A total of 112 patients underwent endoscopic surveillance by 11 individual endoscopists. Patients with longer BITs were more likely to have an endoscopically suspicious lesion (P < .001) and more endoscopically suspicious lesions (P = .0001) and receive a diagnosis of HGD/EAC (P = .001). There was a direct correlation between the endoscopist's mean BIT per centimeter of BE and the detection of patients with HGD/EAC (ρ = .63, P = .03). Endoscopists who had an average BIT longer than 1 minute per centimeter of BE detected more patients with endoscopically suspicious lesions (54.2% vs 13.3%, P = .04), and there was a trend toward a higher detection rate of HGD/EAC (40.2% vs 6.7%, P = .06).

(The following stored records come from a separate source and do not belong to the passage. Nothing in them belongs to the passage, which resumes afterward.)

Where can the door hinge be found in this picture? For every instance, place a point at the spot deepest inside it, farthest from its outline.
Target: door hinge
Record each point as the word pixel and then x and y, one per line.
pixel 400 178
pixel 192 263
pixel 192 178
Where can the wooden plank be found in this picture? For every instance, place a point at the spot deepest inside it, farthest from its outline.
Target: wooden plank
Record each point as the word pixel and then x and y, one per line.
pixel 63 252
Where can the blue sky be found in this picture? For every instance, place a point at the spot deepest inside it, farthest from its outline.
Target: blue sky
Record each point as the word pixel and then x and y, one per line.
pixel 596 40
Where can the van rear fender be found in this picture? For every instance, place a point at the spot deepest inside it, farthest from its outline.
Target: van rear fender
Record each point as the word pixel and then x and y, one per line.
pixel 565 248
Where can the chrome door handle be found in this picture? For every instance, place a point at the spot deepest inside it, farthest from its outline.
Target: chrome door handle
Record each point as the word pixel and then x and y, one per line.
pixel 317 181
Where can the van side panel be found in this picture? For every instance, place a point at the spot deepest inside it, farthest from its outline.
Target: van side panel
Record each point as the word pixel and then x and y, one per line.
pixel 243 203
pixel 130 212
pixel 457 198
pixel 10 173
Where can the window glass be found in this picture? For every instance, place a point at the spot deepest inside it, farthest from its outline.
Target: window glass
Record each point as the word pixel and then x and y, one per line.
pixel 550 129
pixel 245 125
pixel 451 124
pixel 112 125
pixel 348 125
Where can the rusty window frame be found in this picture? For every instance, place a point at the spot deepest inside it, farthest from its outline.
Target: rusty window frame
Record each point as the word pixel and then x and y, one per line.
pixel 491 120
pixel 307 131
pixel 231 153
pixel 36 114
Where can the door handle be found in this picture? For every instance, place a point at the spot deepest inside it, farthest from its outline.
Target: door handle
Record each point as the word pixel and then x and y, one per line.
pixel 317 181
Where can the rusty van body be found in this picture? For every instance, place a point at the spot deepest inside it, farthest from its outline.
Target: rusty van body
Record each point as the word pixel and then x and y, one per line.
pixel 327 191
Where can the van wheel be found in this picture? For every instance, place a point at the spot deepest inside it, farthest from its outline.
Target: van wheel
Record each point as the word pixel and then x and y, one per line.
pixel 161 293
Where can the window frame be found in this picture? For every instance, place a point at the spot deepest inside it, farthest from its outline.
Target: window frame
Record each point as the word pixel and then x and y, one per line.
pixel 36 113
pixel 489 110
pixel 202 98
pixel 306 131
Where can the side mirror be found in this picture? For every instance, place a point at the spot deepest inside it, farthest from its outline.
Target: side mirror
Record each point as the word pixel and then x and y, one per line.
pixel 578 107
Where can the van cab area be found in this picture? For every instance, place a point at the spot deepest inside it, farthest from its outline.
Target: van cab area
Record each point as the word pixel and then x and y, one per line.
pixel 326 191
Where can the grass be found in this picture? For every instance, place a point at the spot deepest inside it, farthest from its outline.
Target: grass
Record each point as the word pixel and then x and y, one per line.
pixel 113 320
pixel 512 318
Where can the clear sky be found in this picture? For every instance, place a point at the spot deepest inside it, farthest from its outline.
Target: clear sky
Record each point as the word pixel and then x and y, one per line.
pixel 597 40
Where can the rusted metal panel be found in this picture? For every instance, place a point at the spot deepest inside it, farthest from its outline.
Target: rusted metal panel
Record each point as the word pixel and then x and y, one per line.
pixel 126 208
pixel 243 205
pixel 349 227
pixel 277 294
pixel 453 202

Post hoc analysis of an enriched study population and experienced endoscopists at tertiary referral centers.
Longer time spent inspecting the BE segment is associated with the increased detection of HGD/EAC. Taking additional time to perform a thorough examination of the BE mucosa may serve as an easy and widely available method to improve the yield of BE surveillance.

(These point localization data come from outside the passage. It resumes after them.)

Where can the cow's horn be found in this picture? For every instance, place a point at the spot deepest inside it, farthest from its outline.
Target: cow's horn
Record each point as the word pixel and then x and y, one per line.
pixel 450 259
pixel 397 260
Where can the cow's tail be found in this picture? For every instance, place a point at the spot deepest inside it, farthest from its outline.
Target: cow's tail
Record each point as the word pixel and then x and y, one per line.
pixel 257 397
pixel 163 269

目前的指南建议使用严格的活检方案对 Barrett 食管(BE)进行内镜监测。然而,仍需要新的方法来提高 BE 的监测效果。
评估 Barrett 食管检查时间(BIT)对监测结果的影响。
对临床试验中获得的数据进行的事后分析。
五个三级转诊中心。
接受 BE 监测的患者。
协调员使用秒表前瞻性地记录检查 BE 黏膜的时间。
内镜下可疑病变、高级别异型增生(HGD)/食管腺癌(EAC)。
共有 112 例患者由 11 名个体内镜医生进行内镜监测。BIT 较长的患者更有可能出现内镜下可疑病变(P<0.001)和更多的内镜下可疑病变(P=0.0001),并被诊断为 HGD/EAC(P=0.001)。内镜医生检查 BE 每厘米的平均 BIT 与 HGD/EAC 患者的检出率呈直接相关(ρ=0.63,P=0.03)。平均 BIT 超过 1 分钟/厘米 BE 的内镜医生检测到更多内镜下可疑病变患者(54.2%比 13.3%,P=0.04),并且有更高的 HGD/EAC 检出率趋势(40.2%比 6.7%,P=0.06)。
在三级转诊中心对富集研究人群和经验丰富的内镜医生进行的事后分析。
花费更多时间检查 BE 段与 HGD/EAC 的检出率增加有关。花额外的时间对 BE 黏膜进行彻底检查可能是提高 BE 监测效果的一种简单且广泛可用的方法。